Julia se detiene un poco y luego prosigue, antes cocinaba afuera sobre “pircas” y dormíamos a las 6:00 pm., pero con la agüita en casa esto es otra cosa, podemos dormir más tarde y cocinar con mayor comodidad; con Ramiro hemos arreglado mejor los ambientes, podemos leer un poco, yo puedo tejer. Antes no se tenía tiempo porque teníamos que traer agua desde lejos. ¡Realmente, el agua nos cambió la vida! Hubo una señorita del proyecto del agua, que venía a visitarnos siempre, Rosa se llama. Ella nos animó a construir la cocinita, nos incentivó con la pinturita y también nos enseñó para tener nuestro rincón de aseo. Nuestra vida ahora es distinta, vivimos en un ambiente mejor. Sin el agua no nos hubiésemos interesado en cambiar.

Trabajamos junto con mi esposo para poner las tuberías y el esfuerzo valió la pena. Tengo mi lavadero donde lavar. Antes traía agua de un pozo que queda a 20 minutos desde aquí, pero lo más triste era que esa agua también la bebían los animales; por eso, yo contraje fasciola hepática y estuve cerca de un año tratándome de esa enfermedad.

Con esta captación y conexión que han hecho en las casas es otra cosa, tenemos agua clorada y da gusto. Ahora venimos con tranquilidad y ya no pensando en cómo estará el pozo de donde se sacaba el agua (…). Habiendo agua hay todo, usted tiene con qué bañarse, lavar la ropa, limpiar, cocinar; también tenemos un baño nuevo y hasta nuestro medidor.

Antes usamos letrina, pero nosotros ya somos mayores y es muy difícil por la incomodidad al sentarse y luego pararse, con este bañito nuevo tenemos más seguridad y comodidad.

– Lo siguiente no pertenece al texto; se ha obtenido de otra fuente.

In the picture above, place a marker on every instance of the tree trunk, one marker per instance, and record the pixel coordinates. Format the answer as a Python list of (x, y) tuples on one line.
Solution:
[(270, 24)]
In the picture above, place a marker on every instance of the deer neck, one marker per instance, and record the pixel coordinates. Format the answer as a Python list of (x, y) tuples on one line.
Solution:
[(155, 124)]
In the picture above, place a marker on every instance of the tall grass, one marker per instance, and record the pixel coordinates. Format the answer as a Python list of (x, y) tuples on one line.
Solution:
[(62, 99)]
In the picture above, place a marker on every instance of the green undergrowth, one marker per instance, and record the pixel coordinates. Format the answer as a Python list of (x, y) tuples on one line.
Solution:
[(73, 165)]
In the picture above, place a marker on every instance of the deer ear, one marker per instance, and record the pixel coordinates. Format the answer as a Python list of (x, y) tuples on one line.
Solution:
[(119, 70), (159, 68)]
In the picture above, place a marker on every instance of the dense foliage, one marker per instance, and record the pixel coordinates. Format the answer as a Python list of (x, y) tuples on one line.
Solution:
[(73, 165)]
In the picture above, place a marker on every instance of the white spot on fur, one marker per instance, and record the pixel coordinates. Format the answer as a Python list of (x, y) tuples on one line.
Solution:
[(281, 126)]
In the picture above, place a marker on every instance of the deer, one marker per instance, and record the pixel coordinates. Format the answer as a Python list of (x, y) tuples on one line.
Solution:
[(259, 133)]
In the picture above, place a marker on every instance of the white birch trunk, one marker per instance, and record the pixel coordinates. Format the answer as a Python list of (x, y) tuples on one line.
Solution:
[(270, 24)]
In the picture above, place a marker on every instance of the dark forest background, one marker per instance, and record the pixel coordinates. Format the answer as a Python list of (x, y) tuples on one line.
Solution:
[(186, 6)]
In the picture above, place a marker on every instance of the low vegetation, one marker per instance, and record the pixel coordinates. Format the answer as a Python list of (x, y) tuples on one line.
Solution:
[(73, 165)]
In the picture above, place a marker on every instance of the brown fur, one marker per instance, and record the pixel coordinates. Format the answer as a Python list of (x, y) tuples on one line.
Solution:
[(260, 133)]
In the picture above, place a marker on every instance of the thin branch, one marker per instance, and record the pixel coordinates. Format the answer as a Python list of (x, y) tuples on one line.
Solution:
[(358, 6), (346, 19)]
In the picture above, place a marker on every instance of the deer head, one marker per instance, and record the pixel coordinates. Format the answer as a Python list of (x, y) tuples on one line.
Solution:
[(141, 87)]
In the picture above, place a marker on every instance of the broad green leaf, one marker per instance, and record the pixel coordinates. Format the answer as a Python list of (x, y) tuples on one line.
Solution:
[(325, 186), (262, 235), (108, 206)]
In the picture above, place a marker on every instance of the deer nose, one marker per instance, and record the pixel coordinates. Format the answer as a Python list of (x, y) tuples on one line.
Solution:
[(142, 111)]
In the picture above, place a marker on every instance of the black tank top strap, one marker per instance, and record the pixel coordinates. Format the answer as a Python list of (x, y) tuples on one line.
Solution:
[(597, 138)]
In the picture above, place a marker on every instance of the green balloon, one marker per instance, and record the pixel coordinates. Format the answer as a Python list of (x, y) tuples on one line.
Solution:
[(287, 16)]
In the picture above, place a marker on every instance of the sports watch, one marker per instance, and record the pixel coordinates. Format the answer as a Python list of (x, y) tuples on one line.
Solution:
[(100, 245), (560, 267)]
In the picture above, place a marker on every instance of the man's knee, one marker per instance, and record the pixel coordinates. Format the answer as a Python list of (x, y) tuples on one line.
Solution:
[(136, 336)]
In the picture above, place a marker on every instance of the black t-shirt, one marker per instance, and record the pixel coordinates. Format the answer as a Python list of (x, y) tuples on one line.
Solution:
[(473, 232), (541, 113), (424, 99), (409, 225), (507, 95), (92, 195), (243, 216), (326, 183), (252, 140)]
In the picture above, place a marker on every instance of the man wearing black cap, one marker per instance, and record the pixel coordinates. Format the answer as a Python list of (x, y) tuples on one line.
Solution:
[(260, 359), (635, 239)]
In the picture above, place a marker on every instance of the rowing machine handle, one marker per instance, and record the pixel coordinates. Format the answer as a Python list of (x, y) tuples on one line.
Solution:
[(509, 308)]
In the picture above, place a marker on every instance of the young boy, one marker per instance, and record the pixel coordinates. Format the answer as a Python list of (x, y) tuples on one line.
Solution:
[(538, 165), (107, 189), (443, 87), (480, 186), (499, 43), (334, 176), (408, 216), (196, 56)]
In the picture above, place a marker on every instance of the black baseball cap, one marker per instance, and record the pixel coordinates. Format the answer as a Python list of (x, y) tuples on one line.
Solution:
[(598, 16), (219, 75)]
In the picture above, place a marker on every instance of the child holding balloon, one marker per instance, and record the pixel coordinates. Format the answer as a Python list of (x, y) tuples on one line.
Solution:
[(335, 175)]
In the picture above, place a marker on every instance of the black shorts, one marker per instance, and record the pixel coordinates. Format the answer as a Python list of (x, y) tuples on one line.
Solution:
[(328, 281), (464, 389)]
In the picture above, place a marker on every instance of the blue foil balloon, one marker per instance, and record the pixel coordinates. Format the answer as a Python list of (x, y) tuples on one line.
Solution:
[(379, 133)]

Tenemos nuestro baño que nos ha costado nuestro trabajo y dinerito, pero quedó muy bonito.

Don Ramiro añade: “mi esposa está feliz y mi nieta mayor también está feliz porque ella conoció el antes y el ahora de nuestra casa. Hace poco vino a visitarnos y al llegar aquí se ha sorprendido, dice que ahora sí le dan ganas de venir a vivir acá”. Ramiro concluye diciendo que el campo es el lugar más tranquilo, saludable y sin estrés, y si es con agua potable es mucho mejor.